Most students at Ladue know the drill. Take Intro to Business freshman year, and Personal Finance or Investment Strategies sophomore year. But when you need real life applications? All those terms, quizzes and homework projects are long gone from your memory. Taxes, budgeting, stocks, investments and assets are all things I wish I was more confident about. Personal finance is super easy, but many people aren’t and don’t care to be educated on money. Unfortunately that leads to what we see today, many underprepared Americans forced to tackle soaring college prices and bigger and bigger taxes, allowing billionaires who know the system to use our lack of knowledge to abuse loopholes and get tax breaks.
Tesla, and by extension Elon Musk reportedly paid $0 on taxes in 2025 and 2024. Not because he’s “tax evading” in the traditional sense though. He’s not simply refusing to pay tax, he found a loophole. Instead of assuming ownership of the company, he simply owns the largest share of its stocks and therefore gets a say on decisions as if he owns it. But that allows him to not have to pay taxes on the company. A fact I’m sure many people would be outraged about and rally against if they understood why he doesn’t have to pay tax. Before educating myself I assumed he simply evaded tax and wasn’t punished because he’s so rich and powerful, but this is an issue that can and should be changed.
Donald Trump has been putting less and less money and effort into the Education Department. This isn’t accidental, it’s measured. The less people are learning about money, about government systems, about history, the less bad he looks. And the less scrutiny him and his friends find themselves under.
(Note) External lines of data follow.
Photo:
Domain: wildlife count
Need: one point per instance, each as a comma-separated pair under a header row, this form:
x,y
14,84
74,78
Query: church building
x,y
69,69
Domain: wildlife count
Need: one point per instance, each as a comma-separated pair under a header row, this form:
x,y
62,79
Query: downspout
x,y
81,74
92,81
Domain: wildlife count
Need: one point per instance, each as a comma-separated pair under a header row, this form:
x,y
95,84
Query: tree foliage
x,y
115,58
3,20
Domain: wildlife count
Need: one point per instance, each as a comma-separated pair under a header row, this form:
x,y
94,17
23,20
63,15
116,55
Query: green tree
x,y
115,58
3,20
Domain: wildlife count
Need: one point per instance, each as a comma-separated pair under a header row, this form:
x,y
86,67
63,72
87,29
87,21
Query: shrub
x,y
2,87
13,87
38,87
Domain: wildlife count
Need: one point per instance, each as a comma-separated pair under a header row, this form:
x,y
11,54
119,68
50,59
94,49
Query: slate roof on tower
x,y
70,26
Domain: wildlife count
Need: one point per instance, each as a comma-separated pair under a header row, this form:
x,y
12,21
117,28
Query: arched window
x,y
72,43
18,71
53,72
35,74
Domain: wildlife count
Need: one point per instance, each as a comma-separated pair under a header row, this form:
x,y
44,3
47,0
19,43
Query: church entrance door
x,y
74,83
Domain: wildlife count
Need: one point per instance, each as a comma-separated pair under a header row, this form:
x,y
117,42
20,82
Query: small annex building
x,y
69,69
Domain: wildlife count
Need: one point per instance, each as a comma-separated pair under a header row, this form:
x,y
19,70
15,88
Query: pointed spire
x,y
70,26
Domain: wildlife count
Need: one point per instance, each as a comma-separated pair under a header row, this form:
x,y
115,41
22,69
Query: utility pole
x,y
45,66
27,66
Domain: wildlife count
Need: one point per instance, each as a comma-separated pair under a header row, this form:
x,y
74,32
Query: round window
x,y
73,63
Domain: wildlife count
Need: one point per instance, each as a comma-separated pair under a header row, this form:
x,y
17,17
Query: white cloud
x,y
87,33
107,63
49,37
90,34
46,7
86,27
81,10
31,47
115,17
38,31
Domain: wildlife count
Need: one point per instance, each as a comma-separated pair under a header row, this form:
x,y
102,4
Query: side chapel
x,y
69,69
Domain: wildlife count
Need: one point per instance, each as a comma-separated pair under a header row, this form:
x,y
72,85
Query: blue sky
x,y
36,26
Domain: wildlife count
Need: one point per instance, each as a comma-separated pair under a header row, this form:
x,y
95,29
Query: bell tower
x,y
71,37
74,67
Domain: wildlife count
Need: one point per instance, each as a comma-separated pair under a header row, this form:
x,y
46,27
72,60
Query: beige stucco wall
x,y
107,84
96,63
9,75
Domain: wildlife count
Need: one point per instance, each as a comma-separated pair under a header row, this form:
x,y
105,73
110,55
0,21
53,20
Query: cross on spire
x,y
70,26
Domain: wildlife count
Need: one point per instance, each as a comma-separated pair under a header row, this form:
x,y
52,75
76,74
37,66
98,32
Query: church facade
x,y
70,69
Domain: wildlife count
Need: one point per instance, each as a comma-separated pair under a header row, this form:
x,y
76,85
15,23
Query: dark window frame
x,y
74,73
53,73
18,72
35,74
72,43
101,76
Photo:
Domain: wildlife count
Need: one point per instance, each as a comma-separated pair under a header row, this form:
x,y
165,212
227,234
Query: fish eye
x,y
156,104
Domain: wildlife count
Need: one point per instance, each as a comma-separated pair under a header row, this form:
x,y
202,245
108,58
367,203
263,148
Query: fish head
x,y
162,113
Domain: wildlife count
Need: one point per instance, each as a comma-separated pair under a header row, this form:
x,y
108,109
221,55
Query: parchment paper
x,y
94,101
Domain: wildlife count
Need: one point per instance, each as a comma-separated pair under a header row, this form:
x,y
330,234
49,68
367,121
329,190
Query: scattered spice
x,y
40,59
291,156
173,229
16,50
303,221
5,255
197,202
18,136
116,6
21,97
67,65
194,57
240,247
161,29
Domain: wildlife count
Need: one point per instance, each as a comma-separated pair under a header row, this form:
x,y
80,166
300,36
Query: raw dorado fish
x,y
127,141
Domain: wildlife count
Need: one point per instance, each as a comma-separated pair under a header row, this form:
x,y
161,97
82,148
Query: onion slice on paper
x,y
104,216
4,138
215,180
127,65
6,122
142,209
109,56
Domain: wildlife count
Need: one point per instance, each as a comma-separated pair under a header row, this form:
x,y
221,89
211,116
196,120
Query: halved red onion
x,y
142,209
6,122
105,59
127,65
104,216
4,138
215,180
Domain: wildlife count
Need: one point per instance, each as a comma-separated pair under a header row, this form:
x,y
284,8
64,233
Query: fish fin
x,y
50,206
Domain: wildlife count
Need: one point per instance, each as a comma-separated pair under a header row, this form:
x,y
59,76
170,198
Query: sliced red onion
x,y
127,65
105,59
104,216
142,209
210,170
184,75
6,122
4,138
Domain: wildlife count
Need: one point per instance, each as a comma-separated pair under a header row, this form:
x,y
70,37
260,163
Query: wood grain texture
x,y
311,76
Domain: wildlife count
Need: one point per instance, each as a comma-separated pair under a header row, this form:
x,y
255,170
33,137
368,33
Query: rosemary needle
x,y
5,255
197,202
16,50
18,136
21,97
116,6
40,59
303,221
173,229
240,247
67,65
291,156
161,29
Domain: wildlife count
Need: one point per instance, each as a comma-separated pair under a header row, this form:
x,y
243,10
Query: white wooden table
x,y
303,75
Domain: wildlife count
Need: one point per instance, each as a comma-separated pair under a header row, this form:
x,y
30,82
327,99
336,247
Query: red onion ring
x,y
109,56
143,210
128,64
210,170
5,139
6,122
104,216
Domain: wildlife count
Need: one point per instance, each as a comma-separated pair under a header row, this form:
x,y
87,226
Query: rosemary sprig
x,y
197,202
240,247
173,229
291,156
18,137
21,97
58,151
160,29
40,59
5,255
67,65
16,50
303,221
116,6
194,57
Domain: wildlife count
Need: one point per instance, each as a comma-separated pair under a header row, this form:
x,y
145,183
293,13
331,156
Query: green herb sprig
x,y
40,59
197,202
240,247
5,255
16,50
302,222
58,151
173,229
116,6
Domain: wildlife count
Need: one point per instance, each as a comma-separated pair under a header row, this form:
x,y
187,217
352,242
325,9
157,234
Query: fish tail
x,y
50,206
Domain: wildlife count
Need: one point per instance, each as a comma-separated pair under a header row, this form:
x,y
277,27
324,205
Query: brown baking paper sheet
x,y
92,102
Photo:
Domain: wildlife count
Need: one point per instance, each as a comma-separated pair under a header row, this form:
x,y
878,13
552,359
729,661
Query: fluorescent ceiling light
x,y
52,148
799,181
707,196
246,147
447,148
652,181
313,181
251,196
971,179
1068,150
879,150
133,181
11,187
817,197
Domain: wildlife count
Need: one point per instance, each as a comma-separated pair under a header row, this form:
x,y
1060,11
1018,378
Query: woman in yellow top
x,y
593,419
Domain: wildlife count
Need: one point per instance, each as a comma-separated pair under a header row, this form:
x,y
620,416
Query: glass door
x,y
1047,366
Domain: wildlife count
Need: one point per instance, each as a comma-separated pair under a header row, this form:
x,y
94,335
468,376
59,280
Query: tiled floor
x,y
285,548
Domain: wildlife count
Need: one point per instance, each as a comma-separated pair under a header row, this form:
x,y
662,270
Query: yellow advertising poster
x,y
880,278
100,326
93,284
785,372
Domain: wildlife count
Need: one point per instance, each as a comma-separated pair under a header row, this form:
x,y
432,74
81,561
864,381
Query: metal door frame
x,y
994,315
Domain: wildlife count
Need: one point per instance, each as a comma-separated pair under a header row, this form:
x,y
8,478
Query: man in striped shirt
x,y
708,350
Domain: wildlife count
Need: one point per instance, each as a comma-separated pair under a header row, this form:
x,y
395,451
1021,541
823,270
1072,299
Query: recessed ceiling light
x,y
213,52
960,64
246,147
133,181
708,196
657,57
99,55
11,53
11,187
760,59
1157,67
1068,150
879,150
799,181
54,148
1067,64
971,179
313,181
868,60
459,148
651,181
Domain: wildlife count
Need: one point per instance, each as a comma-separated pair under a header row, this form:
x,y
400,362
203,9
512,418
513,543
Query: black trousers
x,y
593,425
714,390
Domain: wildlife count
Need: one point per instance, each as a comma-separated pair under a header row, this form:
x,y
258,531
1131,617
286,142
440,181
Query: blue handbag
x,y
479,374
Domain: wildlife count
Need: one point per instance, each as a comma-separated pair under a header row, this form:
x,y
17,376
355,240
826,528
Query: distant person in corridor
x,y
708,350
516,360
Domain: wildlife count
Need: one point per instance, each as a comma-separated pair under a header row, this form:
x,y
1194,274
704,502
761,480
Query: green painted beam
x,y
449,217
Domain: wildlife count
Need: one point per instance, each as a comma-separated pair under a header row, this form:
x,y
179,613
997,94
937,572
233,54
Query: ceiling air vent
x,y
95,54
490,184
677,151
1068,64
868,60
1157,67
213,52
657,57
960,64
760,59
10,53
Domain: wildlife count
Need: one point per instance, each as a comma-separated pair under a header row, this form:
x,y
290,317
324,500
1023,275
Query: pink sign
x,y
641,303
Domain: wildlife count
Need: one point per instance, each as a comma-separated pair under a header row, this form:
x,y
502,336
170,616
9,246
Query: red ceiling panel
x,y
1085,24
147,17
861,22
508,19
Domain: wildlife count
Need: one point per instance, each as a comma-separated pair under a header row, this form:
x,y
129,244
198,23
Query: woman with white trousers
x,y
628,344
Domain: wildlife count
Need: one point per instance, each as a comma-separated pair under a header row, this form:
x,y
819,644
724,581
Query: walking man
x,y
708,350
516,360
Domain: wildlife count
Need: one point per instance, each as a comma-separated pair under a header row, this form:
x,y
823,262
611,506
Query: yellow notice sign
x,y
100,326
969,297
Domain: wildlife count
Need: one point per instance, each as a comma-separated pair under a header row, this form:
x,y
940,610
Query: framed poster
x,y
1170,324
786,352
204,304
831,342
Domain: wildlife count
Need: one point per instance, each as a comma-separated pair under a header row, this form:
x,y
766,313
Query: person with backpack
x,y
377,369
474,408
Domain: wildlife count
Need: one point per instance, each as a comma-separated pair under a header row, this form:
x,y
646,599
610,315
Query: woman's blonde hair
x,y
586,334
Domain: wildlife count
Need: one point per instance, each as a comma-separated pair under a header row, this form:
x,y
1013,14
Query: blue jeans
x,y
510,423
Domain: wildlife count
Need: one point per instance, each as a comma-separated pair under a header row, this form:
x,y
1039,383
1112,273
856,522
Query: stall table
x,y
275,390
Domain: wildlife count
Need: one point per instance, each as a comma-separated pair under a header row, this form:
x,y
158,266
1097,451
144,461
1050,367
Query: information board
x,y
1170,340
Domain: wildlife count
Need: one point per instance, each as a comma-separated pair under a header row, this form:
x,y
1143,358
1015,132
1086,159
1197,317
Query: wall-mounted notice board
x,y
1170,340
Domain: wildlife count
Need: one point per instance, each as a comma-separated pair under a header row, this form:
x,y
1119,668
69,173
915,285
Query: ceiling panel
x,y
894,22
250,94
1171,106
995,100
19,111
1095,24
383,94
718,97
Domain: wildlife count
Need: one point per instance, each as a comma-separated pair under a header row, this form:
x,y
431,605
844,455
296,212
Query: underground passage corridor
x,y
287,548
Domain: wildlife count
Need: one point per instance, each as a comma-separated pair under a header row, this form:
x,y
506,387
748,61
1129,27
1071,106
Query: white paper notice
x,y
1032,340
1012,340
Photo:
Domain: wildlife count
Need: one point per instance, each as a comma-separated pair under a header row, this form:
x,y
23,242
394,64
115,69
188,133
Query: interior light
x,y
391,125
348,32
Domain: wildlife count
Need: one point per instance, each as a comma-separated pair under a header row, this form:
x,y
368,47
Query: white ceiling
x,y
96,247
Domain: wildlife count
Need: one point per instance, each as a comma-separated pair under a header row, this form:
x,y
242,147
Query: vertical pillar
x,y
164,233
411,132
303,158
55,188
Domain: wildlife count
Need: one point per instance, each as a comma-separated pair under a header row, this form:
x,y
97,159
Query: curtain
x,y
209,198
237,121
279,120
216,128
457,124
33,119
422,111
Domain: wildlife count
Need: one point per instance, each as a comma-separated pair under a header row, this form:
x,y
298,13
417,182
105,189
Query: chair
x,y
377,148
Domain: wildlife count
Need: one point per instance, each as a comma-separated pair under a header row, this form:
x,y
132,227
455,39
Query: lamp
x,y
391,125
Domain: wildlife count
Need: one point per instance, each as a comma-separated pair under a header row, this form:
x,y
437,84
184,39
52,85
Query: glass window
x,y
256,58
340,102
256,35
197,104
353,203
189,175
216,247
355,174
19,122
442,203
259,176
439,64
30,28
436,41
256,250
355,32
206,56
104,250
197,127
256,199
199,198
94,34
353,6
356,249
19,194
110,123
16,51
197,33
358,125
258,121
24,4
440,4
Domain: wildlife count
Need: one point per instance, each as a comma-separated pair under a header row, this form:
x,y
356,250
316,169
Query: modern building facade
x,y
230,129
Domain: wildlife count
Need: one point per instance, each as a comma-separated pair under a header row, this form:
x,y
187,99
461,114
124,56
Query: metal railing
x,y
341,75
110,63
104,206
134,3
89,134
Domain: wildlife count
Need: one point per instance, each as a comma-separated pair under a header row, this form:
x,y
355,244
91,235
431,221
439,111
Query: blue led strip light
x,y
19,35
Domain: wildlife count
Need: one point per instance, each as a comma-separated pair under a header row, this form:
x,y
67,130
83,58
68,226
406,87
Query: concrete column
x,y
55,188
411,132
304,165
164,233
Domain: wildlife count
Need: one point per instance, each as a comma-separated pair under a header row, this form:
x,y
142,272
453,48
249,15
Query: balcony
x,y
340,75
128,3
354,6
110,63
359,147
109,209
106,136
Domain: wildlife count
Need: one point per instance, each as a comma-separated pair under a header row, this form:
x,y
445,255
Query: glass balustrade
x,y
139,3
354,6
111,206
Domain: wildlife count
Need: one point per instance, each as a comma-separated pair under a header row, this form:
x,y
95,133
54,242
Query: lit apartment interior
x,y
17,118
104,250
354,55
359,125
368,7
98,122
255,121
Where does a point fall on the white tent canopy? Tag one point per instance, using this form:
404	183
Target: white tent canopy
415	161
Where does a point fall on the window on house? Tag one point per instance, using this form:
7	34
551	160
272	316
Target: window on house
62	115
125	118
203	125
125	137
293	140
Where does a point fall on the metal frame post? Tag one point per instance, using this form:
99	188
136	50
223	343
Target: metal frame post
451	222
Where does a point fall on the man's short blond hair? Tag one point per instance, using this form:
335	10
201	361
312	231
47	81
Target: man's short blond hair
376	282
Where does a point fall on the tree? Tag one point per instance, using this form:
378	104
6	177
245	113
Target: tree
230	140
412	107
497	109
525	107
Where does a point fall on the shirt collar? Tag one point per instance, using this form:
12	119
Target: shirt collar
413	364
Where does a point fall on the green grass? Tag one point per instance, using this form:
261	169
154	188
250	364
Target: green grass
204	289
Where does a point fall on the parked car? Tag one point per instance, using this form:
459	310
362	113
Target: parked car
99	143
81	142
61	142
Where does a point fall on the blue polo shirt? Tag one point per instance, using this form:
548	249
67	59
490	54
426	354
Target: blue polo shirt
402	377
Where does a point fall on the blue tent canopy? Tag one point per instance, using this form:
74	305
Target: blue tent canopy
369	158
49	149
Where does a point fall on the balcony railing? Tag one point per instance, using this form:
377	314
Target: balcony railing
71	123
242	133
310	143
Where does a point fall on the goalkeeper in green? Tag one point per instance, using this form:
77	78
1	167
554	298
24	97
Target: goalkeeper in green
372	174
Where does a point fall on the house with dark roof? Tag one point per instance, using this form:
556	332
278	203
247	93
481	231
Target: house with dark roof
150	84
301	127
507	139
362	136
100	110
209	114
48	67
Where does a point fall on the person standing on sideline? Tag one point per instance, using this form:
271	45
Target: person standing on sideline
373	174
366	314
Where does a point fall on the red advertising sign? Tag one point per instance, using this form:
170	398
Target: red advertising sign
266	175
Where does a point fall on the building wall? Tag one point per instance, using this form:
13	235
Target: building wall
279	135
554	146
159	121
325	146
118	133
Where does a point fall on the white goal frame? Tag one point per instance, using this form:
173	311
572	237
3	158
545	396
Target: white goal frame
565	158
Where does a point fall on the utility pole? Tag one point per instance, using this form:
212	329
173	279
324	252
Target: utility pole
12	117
Talking with my peers and my teachers, we’ve agreed that finance should be taught later on in our high school career. Instead of there being a huge gap from in class to in life application, these classes should be upper classmen built and have the intention to help us with our futures. It’s similar to health class, personally I don’t remember much about health class because I had it in my first semester freshman year. It’s really detrimental because we need that knowledge going into adulthood, but our freshmen selves didn’t care enough to pay attention. I passed the class with a good grade and that’s all that mattered to me. However, the intention to implement any of that knowledge was never there. It’s sad to see so many people looking at education as anything other than a tool, and I think the best thing we can do right now as a generation is take advantage of that to better our personal futures as well as our country’s economy.